Nollie frowned. “You’re back early. Were you fired?”
“I fired,” he said, his breath quick. “It’s not a passive construction.”
“What?”
“I never really expected it at Elysian,” he said, pacing. He was probably disheveled. The way you look after you’ve squeezed into a linen cupboard. “Nothing happens there. Even when people die, it’s more nothing-happening. It’s expected. Or not-dying. That’s expected, too. I carry because I always have, since I was sixteen. Call it a fetish. A dependency. And I’m not the only one. You need money to feel safe, but I don’t trust money. After our whole family was forced from this house at midnight in the rain, I need a gun. I like the fact that, like you said, it’s against the rules. For most people, packing is a bigging bad idea. The Supreme Court was right. But it’s not a bad idea for me.”
“Unfortunately, that’s what everyone thinks,” Nollie said. “Now, stop. Organize yourself.”
“I have no idea whether I killed him.”
“An excellent first line for a short story. But even a story would have to back up.”
“I don’t know the guy well.” Willing bombed onto the sofa, to force himself to sit still. “Little older than me, maybe thirty-five. He’s on staff—was. Since even if he makes it, well—Elysian definitely has grounds for dismissal now. Always looks under-slept. Probably has a night job, too. I talked to him last week, at lunch. He supports his sister, who’s a striker. He tops up his younger brother’s slumber account, because it’s cheaper to keep the brother in storage than to support him if he’s unemployed. This guy, Clayton. His wife got pregnant. They both wanted the baby. Badly. But there was no way they could afford to keep it. She’d just had an abortion. He seemed pretty shredded about it. Looking back, I guess he was twitchy. But those ‘warning signs’ you’re supposed to look out for. They only seem obvious in retrospect. In the present—stressed, angry, having money problems, expressing resentment of shrivs—they apply to everyone I know.”
“Your friend Clayton shot up the nursing home.”
Nollie was hardly psychic. The protocol had become such a cliché.
“I don’t know where he got the gun, but that amnesty in the thirties was a farce.”
“Any idea of the body count?”
“Not really. He started with the morts, so that would have upped the numbers. I’m sure you could go online and find reports of casualties anywhere from ten to a hundred and forty. The usual.”
“You took him down.”
“Do
es that impress you?” In truth, Willing was in shock. For fifteen years, the Shadow had been a mere mascot—part companion, part lucky charm, a metal version of Milo. He’d almost forgotten what it was engineered to do: something a bit more drastic than “sit.”
“I’m impressed that you didn’t let him go at it. Your mother told me you advocated ‘shooting’ Luella well before my father did the honors. She worried that having said that might have made you feel bad later.”
“It didn’t,” Willing said.
“Fifa will disapprove. She’ll think you should have joined in.”
“I had a clear line of sight from the cracked-open door of the closet where I was hiding. The chance wasn’t going to last. I had to make a split-second decision. I think I only hit his shoulder. An orderly pinned him when he dropped. I slipped out in the pandemonium. The trouble is—”
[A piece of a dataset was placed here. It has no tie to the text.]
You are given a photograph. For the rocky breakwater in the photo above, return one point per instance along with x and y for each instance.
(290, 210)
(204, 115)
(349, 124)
“You’re more energized than I’ve seen you in years.”
“So that’s the answer. To my malaise. Shoot people.”
“Seems a start.”
“I might have been seen. That orderly could have noticed it was me.”
“But you’ll be a hero.”
“I don’t want to turn in the Shadow. I shouldn’t have given away that I have it.”
Nollie squinted. “We could hide it. You could claim to have thrown it in the East River in some PTSD revulsion. We could make up a story about how you’d found it in the house, how it was left behind by squatters. How you’d always planned to turn it in. But look at you. Just now, your face fell. You don’t want my good excuses. You miss urgency. You like the idea of having to leave. Of being on the run.”
She knew him well. And he knew her. So they began talking about what they had been talking about since the previous night, without ever saying so outright.